Dalam kegiatan tersebut, sebanyak 26 pekerja rentan dan 3 pekerja disabilitas menerima bantuan. Bantuan berasal dari berbagai pihak, mulai dari BPJS Ketenagakerjaan, Baznas, hingga kontribusi perusahaan.

Plt Kepala Dinas Transmigrasi dan Tenaga Kerja (Distransnaker) Kukar, Dendy Irwan Fahriza, mengatakan bahwa momentum May Day dimanfaatkan untuk memperkuat kepedulian terhadap pekerja, khususnya yang berada dalam kondisi rentan.

“Ini bukan sekadar seremoni, tetapi juga bentuk nyata perhatian kepada pekerja yang membutuhkan,” jelasnya.

Ia juga menekankan bahwa peringatan May Day tahun ini melibatkan berbagai sektor industri, mulai dari pertambangan, migas, perkebunan, hingga perbankan.

Kolaborasi tersebut dinilai menjadi strategi untuk tetap menghadirkan kegiatan yang berdampak meski di tengah keterbatasan anggaran daerah.

Sementara itu, perwakilan DPC FSP Kahutindo Kukar, Mustain, mengapresiasi pendekatan yang dilakukan pemerintah daerah. Namun, ia mengingatkan bahwa masih ada persoalan mendasar yang perlu mendapat perhatian serius.

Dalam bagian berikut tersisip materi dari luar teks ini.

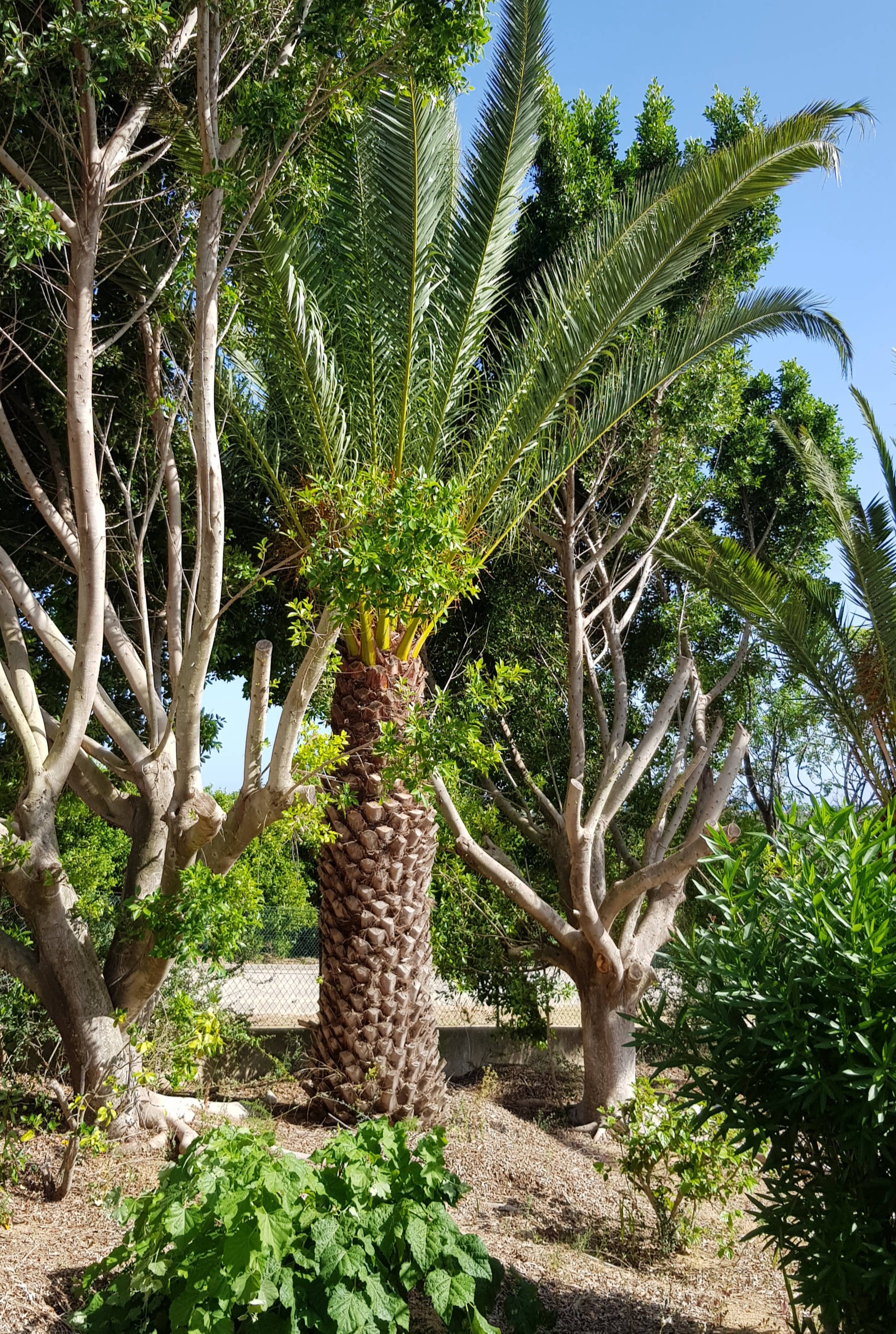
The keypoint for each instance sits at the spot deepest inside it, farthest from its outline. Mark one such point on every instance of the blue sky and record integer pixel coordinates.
(836, 238)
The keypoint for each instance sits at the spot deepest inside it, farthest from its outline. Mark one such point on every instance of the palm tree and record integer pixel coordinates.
(842, 642)
(380, 399)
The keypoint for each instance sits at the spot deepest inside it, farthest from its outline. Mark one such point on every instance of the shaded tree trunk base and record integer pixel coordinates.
(608, 1059)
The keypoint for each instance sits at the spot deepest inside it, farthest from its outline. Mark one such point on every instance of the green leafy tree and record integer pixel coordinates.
(364, 363)
(139, 141)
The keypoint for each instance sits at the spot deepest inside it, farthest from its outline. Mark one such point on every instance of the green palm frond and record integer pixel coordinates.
(507, 479)
(804, 619)
(374, 331)
(482, 234)
(843, 646)
(624, 267)
(884, 451)
(867, 545)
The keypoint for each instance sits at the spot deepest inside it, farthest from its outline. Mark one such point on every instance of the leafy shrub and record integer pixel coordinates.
(241, 1235)
(678, 1158)
(788, 1030)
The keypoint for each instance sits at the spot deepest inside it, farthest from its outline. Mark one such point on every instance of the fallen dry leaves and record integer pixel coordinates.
(535, 1199)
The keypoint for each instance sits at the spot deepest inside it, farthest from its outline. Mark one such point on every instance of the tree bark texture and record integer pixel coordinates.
(376, 1047)
(608, 1061)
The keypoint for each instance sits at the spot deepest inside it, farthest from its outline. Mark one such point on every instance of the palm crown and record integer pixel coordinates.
(371, 343)
(840, 641)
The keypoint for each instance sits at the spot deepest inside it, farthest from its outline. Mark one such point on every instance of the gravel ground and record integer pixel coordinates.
(535, 1199)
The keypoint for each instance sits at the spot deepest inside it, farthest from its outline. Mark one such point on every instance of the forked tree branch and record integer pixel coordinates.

Menurutnya, isu kesejahteraan buruh, kepatuhan perusahaan terhadap aturan, hingga potensi pemutusan hubungan kerja (PHK) masih menjadi tantangan.

“Kami berharap regulasi ketenagakerjaan dapat segera disahkan dan dijalankan secara optimal, sehingga hak-hak pekerja benar-benar terlindungi,” tegasnya.

Ia juga mendorong pemerintah daerah untuk membuka peluang investasi yang mampu menyerap tenaga kerja lokal, sebagai langkah antisipasi terhadap ancaman PHK.

Peringatan May Day di Kukar tahun ini pun menjadi cerminan pendekatan baru—dari yang identik dengan aksi massa, menjadi ruang kolaborasi antara pekerja, pemerintah, dan dunia usaha.